A Coherent Vision for the Future of Version Control

Bram’s Thoughts

This is sort of a revival and elaboration of some of Bram’s ideas from Codeville, an earlier effort that dates back to the early 2000s Cambrian explosion of DVCS.

Codeville also used a weave for storage and merge, a concept that originated with SCCS (and thence into Teamware and BitKeeper).

Codeville predates the introduction of CRDTs by almost a decade, and at least on the face of it the two concepts seem like a natural fit.

It was always kind of difficult to argue that weaves produced unambiguously better merge results (and more limited conflicts) than the more heuristically driven approaches of git, Mercurial, et al, because the edit histories required to produce test cases were difficult (at least for me) to reason about.

I like that Bram hasn’t let go of the problem, and is still trying out new ideas in the space.

Note that CRDT isn't "a thing". The CRDT paper provides a way to think about and analyze eventually consistent replication mechanisms. So CRDTs weren't "introduced", only the "CRDT way of discussing replication". Every concrete mechanism described in the CRDT paper is very old, widely used for decades beforehand.

This means that everything that implements eventual consistency (including Git) is using "a CRDT".

If you stretch "CRDT" to mean any old eventually consistent thing, almost every Unix tool morphs into one under a loose enough definition.

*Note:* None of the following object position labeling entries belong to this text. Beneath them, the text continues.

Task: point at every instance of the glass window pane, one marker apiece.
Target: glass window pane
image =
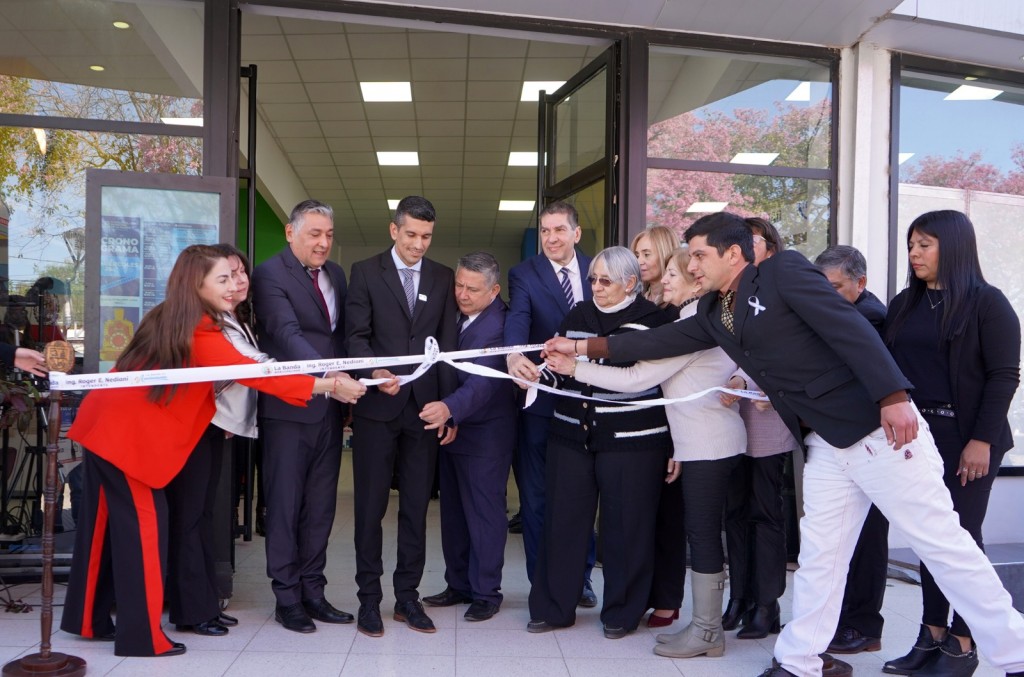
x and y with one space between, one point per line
745 109
799 208
580 127
962 146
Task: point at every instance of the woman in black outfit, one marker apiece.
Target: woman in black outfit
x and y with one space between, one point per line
957 339
617 455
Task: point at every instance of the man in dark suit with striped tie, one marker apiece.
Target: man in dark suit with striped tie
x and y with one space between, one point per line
396 299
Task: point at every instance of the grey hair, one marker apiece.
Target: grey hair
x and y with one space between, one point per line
298 215
622 264
846 259
483 263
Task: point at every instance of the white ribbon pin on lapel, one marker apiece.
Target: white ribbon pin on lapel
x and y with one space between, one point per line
755 303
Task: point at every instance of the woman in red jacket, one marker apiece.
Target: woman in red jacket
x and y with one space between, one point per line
136 439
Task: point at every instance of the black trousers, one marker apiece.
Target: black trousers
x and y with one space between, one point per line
670 550
382 450
970 502
755 529
865 584
628 485
301 463
120 558
192 579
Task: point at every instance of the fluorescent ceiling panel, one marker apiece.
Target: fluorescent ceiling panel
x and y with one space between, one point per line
531 88
706 207
386 91
515 206
522 159
407 159
972 93
754 158
801 92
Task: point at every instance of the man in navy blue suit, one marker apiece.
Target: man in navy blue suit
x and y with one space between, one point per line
542 290
299 297
474 468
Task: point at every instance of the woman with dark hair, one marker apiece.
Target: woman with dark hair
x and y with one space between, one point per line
136 439
957 339
755 526
604 453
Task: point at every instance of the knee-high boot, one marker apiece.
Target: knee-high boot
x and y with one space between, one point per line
704 636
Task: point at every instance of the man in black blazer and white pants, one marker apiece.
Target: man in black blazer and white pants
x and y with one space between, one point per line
396 300
833 381
299 299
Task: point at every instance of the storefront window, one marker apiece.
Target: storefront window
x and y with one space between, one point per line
743 133
962 146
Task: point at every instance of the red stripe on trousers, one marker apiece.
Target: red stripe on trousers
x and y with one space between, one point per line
153 574
95 557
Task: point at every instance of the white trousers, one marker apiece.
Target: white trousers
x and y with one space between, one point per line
840 485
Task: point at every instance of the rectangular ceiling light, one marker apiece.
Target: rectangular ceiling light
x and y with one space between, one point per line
522 159
515 206
706 207
972 93
531 89
386 91
754 158
192 122
407 159
802 92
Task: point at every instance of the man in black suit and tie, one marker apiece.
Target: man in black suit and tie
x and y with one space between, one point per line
299 299
474 468
396 300
832 380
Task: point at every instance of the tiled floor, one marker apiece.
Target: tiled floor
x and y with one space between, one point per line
500 647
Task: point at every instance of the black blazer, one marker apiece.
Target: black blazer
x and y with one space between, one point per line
378 324
984 367
812 352
292 325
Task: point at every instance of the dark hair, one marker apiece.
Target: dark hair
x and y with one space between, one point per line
417 207
244 311
483 263
724 229
164 338
958 274
844 258
764 227
563 208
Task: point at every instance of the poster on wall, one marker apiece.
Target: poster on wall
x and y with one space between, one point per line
136 225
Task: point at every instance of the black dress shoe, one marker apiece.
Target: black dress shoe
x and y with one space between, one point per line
588 599
177 648
448 598
322 609
481 609
849 640
369 622
294 618
412 614
765 620
737 611
207 628
951 661
924 650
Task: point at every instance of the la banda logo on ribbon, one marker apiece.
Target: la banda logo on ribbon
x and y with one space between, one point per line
755 303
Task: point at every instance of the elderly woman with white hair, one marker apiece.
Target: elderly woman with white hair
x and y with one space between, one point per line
614 455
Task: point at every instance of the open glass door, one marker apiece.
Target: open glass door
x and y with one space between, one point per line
578 139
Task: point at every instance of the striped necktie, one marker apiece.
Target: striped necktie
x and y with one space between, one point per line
567 287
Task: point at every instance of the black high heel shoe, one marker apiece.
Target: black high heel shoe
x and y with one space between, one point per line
765 620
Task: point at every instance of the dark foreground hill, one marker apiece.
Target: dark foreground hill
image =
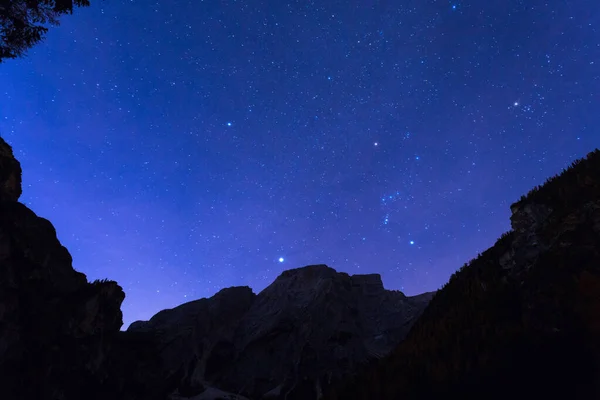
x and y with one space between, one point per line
520 321
60 335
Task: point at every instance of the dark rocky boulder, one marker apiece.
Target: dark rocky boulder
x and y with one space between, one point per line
312 326
59 334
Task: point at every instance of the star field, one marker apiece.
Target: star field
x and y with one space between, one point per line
182 147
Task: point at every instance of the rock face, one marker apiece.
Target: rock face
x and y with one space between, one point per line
59 334
311 327
520 321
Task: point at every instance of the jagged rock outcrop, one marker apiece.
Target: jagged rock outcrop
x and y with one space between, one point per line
520 321
312 326
59 334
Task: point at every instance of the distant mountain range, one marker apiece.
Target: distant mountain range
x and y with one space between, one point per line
522 320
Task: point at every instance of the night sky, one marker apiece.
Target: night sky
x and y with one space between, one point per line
182 147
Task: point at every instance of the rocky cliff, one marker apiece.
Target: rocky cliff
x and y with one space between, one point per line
520 321
59 334
311 327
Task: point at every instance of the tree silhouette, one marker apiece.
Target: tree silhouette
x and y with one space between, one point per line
23 23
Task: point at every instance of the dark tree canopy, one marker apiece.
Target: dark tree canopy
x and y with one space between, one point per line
23 23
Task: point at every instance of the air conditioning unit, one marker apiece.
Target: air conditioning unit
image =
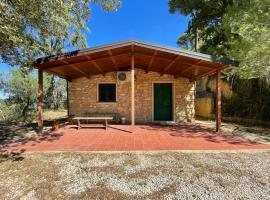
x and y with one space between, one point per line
123 76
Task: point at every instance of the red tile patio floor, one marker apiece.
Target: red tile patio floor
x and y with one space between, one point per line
143 137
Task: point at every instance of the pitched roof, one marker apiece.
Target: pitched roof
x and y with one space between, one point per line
117 56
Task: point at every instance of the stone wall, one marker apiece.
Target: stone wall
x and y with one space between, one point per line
83 96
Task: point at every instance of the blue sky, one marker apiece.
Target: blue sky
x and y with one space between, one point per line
147 20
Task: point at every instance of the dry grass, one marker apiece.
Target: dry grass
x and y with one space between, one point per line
253 133
136 176
51 114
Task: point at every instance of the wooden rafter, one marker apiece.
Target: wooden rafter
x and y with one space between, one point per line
80 71
87 60
151 61
169 66
113 60
183 71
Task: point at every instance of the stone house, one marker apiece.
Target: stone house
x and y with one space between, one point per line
140 81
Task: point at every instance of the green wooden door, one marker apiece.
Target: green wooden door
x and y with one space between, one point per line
163 108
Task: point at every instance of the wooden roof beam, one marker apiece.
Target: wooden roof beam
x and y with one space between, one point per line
177 61
82 62
181 74
169 66
113 60
80 71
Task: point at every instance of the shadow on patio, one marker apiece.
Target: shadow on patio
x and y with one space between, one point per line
142 137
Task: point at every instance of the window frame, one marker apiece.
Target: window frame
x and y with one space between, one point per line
104 102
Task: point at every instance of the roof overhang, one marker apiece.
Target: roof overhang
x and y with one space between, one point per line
117 56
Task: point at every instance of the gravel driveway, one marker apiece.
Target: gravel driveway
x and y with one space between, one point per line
167 176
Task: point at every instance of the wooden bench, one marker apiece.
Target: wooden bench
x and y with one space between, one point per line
83 125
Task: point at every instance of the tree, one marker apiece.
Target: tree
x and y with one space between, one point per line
19 88
238 29
31 29
55 94
249 20
206 18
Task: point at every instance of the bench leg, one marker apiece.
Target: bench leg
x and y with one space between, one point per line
79 124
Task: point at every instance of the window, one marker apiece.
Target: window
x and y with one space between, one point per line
107 92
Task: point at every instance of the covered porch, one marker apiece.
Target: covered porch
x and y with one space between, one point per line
130 55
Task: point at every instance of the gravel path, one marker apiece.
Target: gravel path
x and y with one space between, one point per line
136 176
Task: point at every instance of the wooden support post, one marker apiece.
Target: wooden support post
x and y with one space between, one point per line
132 92
67 99
40 101
218 102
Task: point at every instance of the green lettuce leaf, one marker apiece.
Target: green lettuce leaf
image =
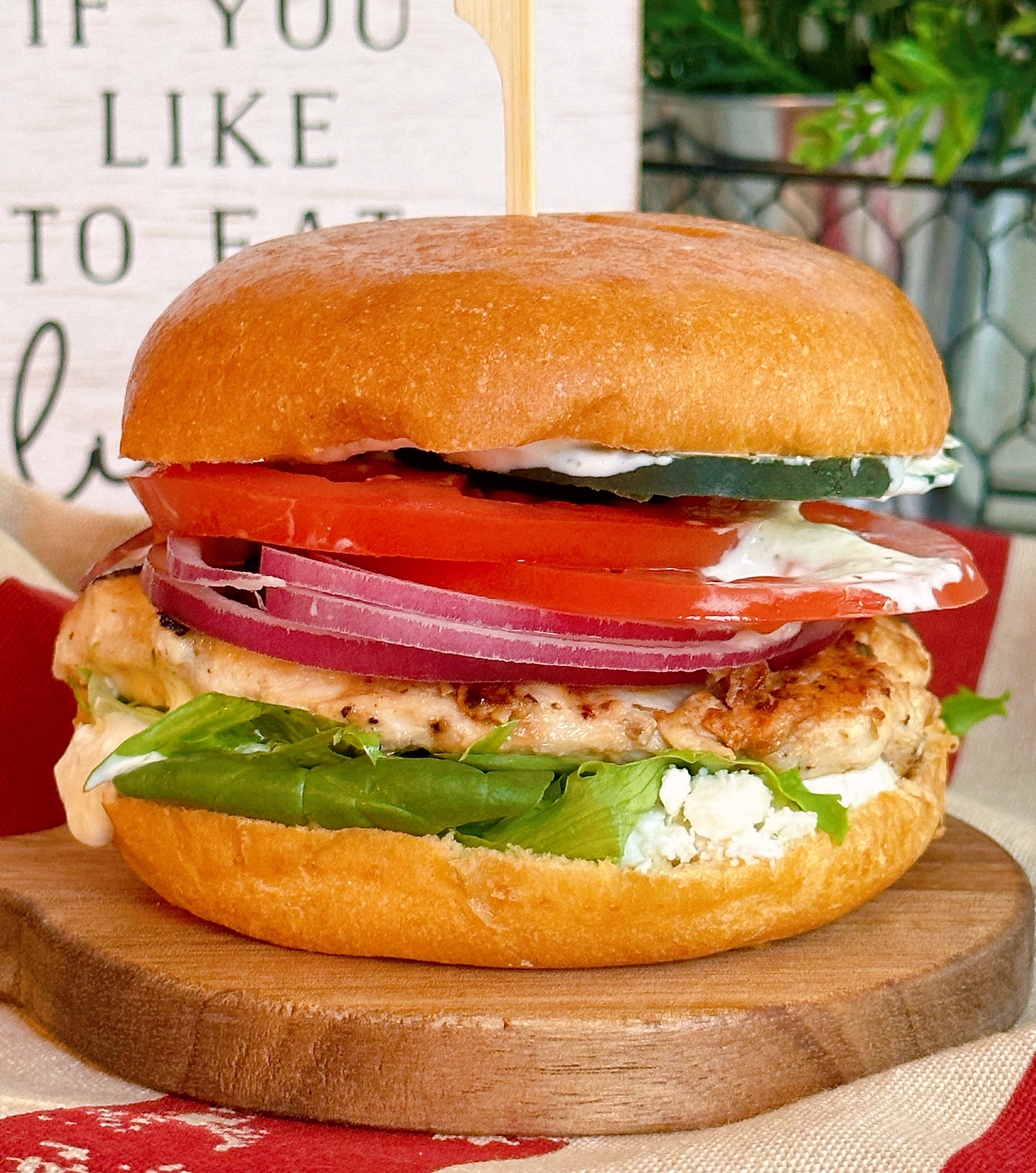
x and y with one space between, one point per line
271 762
217 722
601 803
965 709
492 742
286 765
417 796
102 698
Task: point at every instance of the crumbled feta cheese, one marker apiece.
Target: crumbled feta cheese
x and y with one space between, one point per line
858 786
730 816
728 804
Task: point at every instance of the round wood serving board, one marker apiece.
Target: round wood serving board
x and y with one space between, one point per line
162 999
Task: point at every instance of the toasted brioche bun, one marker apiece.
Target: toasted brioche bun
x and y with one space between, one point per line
379 893
637 332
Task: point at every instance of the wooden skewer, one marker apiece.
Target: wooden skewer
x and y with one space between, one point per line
506 26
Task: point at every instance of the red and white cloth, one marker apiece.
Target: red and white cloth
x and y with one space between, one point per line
972 1110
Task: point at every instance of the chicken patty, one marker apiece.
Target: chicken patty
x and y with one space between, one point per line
860 698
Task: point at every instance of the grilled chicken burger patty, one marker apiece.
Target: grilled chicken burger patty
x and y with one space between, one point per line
500 607
859 699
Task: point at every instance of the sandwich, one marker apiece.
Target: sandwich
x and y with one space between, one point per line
509 601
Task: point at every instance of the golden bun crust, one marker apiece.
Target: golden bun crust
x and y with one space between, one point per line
634 331
379 893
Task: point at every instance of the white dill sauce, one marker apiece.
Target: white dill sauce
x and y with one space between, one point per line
787 546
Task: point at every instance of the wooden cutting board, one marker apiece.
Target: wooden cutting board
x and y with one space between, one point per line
162 999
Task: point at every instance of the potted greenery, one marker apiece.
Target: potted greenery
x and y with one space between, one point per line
944 79
933 94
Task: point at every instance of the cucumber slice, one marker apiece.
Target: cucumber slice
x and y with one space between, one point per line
752 479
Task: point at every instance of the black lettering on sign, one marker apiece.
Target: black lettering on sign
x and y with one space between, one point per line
79 33
222 246
226 131
397 38
35 216
35 24
24 433
112 159
229 14
322 34
302 128
175 129
124 250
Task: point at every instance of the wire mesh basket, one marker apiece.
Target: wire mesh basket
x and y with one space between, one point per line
965 254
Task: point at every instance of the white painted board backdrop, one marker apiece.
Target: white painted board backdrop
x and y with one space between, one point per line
142 139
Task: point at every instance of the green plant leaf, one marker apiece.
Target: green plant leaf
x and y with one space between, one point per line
965 709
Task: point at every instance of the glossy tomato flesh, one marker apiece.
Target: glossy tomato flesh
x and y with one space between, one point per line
623 561
379 507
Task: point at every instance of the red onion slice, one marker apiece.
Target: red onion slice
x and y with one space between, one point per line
186 562
128 555
330 576
369 621
206 610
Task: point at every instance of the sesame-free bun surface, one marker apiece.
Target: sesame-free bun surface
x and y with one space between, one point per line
380 893
634 331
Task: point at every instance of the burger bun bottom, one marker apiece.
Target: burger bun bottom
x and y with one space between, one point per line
379 893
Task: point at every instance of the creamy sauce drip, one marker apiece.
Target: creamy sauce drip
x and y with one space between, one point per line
89 747
787 546
907 474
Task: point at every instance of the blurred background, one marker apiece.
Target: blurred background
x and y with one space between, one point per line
896 131
146 141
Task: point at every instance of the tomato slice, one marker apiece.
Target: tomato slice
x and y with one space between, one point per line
689 597
599 560
379 507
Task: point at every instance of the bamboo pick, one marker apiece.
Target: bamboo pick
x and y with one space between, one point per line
506 26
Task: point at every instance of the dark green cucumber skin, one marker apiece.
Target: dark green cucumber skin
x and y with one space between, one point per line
736 477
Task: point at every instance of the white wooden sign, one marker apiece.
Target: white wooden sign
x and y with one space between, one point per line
145 140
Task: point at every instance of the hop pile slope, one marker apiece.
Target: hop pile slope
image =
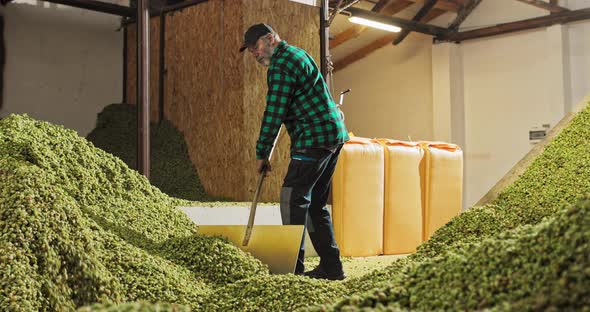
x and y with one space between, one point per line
78 226
171 168
559 176
541 267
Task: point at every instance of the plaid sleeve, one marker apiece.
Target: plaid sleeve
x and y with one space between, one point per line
280 90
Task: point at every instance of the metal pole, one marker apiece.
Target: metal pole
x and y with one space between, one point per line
125 38
162 71
324 42
143 99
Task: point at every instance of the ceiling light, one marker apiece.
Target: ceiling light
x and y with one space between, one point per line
370 23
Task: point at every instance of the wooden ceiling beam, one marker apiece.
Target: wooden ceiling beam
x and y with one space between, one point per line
446 5
549 6
400 22
390 7
463 13
421 13
379 43
537 22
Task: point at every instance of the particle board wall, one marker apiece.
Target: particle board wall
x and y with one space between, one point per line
216 96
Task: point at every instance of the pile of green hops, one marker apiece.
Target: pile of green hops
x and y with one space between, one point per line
79 227
171 170
557 178
135 307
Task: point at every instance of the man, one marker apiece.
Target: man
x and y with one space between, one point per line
299 98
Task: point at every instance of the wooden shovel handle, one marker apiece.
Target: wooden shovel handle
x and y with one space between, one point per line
257 194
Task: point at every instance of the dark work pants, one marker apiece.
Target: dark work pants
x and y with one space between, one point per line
303 197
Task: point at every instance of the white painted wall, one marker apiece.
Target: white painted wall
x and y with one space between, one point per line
507 91
579 51
63 64
391 93
485 94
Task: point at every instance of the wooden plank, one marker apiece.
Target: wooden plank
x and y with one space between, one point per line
392 8
379 43
421 13
537 22
520 167
549 6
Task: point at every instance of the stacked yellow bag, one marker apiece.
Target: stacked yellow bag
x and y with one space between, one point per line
357 198
402 211
441 173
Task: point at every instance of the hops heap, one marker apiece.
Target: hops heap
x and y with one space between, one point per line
78 226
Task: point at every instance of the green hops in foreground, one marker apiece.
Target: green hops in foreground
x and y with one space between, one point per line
78 226
135 307
171 168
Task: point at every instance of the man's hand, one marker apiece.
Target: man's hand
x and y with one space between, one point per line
263 165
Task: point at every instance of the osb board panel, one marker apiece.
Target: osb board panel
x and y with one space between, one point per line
154 72
203 92
298 24
214 95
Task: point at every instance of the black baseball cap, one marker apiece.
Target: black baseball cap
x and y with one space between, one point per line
255 32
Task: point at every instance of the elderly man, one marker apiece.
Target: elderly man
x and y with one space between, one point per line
299 98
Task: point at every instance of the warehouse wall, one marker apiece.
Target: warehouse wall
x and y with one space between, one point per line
391 93
215 95
483 94
513 83
63 64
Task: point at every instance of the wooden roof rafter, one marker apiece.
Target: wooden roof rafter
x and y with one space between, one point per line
463 14
446 5
428 5
551 6
381 42
386 7
532 23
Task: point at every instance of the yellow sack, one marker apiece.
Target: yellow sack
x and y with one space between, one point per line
357 198
402 211
441 173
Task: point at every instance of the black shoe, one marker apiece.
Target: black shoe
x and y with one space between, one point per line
319 273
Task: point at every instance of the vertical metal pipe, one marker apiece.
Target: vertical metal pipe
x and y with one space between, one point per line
324 42
162 65
125 38
143 99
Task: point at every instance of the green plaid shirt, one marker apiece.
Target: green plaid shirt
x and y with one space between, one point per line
298 97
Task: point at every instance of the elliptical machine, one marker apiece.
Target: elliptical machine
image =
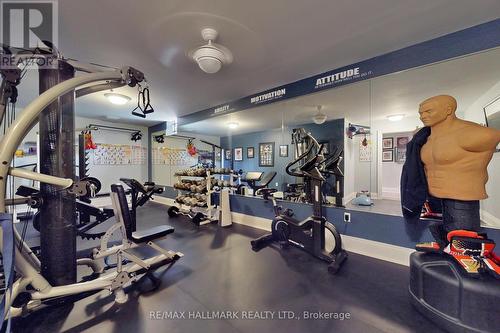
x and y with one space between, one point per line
310 234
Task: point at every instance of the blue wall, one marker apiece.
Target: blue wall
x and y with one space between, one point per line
331 131
387 229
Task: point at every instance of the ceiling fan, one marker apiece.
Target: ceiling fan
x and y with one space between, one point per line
211 56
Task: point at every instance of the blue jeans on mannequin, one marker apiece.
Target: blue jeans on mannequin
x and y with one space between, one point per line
457 214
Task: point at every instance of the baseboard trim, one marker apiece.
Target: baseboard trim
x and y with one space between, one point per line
387 252
163 200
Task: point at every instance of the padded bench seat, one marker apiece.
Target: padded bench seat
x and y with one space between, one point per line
143 236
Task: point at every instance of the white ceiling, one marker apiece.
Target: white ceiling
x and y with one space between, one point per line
273 42
466 78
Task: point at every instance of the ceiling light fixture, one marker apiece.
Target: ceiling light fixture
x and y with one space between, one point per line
117 99
319 118
212 56
395 117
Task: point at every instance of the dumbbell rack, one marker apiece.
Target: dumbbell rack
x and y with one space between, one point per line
210 213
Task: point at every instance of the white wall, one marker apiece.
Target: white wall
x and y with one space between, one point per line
490 209
110 174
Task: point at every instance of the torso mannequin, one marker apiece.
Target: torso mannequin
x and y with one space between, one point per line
455 158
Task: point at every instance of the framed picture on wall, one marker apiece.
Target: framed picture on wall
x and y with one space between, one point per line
387 156
401 148
266 154
228 154
387 143
238 154
283 150
250 152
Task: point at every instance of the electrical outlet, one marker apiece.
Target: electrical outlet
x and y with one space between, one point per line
347 217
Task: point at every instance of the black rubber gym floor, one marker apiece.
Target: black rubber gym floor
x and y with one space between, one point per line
219 272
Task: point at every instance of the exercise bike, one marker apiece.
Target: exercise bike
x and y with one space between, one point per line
310 234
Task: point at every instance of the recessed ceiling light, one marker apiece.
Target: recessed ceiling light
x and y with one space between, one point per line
395 117
118 99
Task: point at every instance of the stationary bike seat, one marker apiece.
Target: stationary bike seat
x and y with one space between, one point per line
266 192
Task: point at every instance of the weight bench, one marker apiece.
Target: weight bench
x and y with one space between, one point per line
257 180
130 238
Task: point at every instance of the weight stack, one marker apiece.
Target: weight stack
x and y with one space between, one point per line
57 214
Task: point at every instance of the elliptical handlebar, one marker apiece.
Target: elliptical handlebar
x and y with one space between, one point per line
304 170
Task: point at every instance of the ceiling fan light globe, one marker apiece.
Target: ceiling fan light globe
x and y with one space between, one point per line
209 65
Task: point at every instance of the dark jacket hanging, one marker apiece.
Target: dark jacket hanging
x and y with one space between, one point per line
414 190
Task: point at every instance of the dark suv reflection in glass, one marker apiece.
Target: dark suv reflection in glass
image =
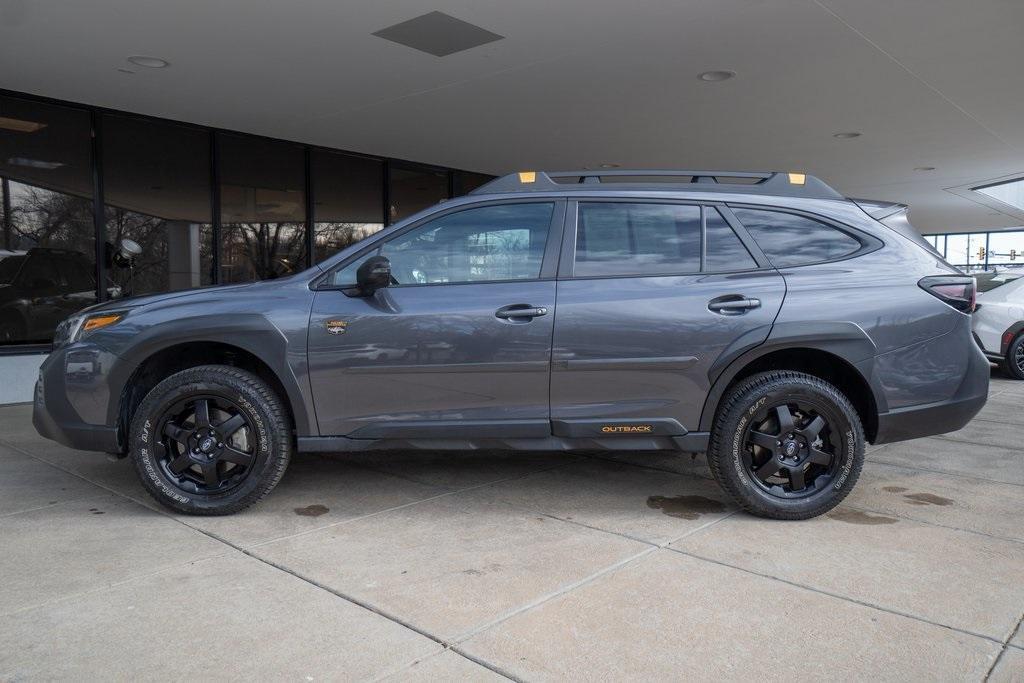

That makes the term much less useful, because practical CRDTs in 2024 usually mean opaque merge semantics, awkward failure modes, and operational complexity that has very little in common with the ancient algorithms people point at when they say "Git is a CRDT too". "Just Git" is doing a lot of work there.
In 2007 Bram said to me that my Causal Tree algorithm is a variant of weave. Which is broadly correct. In these 20 years, the family of weave-class algos grew quite big. In my 2020 article, I devoted the intro to making their family portrait https://arxiv.org/abs/2002.09511 Could have been a separate article.
Chronofold: a data structure for versioned text

Chronofold is a replicated data structure for versioned text. It is designed for use in collaborative editors and revision control systems. Past models of this kind either retrofitted local linear orders to a distributed system (the OT approach) or employed distributed data models locally (the CRDT approach). That caused either extreme fragility in a distributed setting or egregious overheads in local use. Overall, that local/distributed impedance mismatch is cognitively taxing and causes lots of complexity. We solve that by using subjective linear orders locally at each replica, while inter-replica communication uses a distributed model. A separate translation layer insulates local data structures from the distributed environment. We modify the Lamport timestamping scheme to make that translation as trivial as possible. We believe our approach has applications beyond the domain of collaborative editing.